Buenos Aires est-elle encore pleinement en hiver en août ?
C’est la toute fin de l’hiver, pas son cœur. Les conditions restent fraîches et souvent humides pendant la majeure partie du mois, mais le basculement vers le printemps est déjà visible dès fin août — bourgeons, après-midi plus doux — plutôt que de commencer brutalement en septembre.
Que faut-il emporter pour Buenos Aires en août ?
Des couches que l’on peut ajuster au fil de la journée : quelque chose de chaud pour les matinées et soirées fraîches, avec des options plus légères pour les après-midi plus doux, de plus en plus fréquents vers la fin du mois. Un manteau ou une veste est utile pour la majeure partie du séjour.
Quelle est la meilleure façon de passer une journée pluvieuse ou froide en août ?
Privilégiez les options d’intérieur : une visite guidée du Teatro Colón, des cafés historiques comme le Café Tortoni, et des librairies comme El Ateneo Grand Splendid fonctionnent bien quel que soit le temps.
Peut-on encore faire des excursions comme Tigre ou une estancia en août ?
Oui. Les deux fonctionnent normalement en hiver — les excursions en bateau à Tigre et les programmes d’estancia, asado compris, ont lieu toute l’année. L’expérience est simplement plus fraîche, et souvent plus calme, qu’en été.
Août est-il moins fréquenté que les mois d’été ?
Oui, nettement. Août se situe bien en dehors de la haute saison de décembre à février, et aussi en dehors de la saison de la Fiesta de la Tradición de l’estancia, donc les attractions, restaurants et bateaux ont tendance à être moins pris d’assaut.

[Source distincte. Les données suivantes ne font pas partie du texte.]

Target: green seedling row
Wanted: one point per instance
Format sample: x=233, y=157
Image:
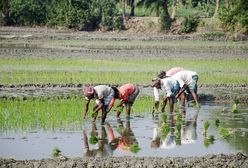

Quand Buenos Aires commence-t-elle vraiment à ressembler au printemps ?
Progressivement, à partir de la seconde moitié d’août, avec un changement bien plus marqué en septembre et octobre, culminant avec la floraison des jacarandas fin octobre et en novembre.
Faut-il combiner un séjour d’août avec les chutes d’Iguazú ?
C’est un jumelage logistiquement raisonnable, puisqu’Iguazú n’est qu’à un court vol et se visite indépendamment de la météo de Buenos Aires, mais prévoyez-le comme une visite de deux jours à part entière plutôt qu’une excursion à la journée.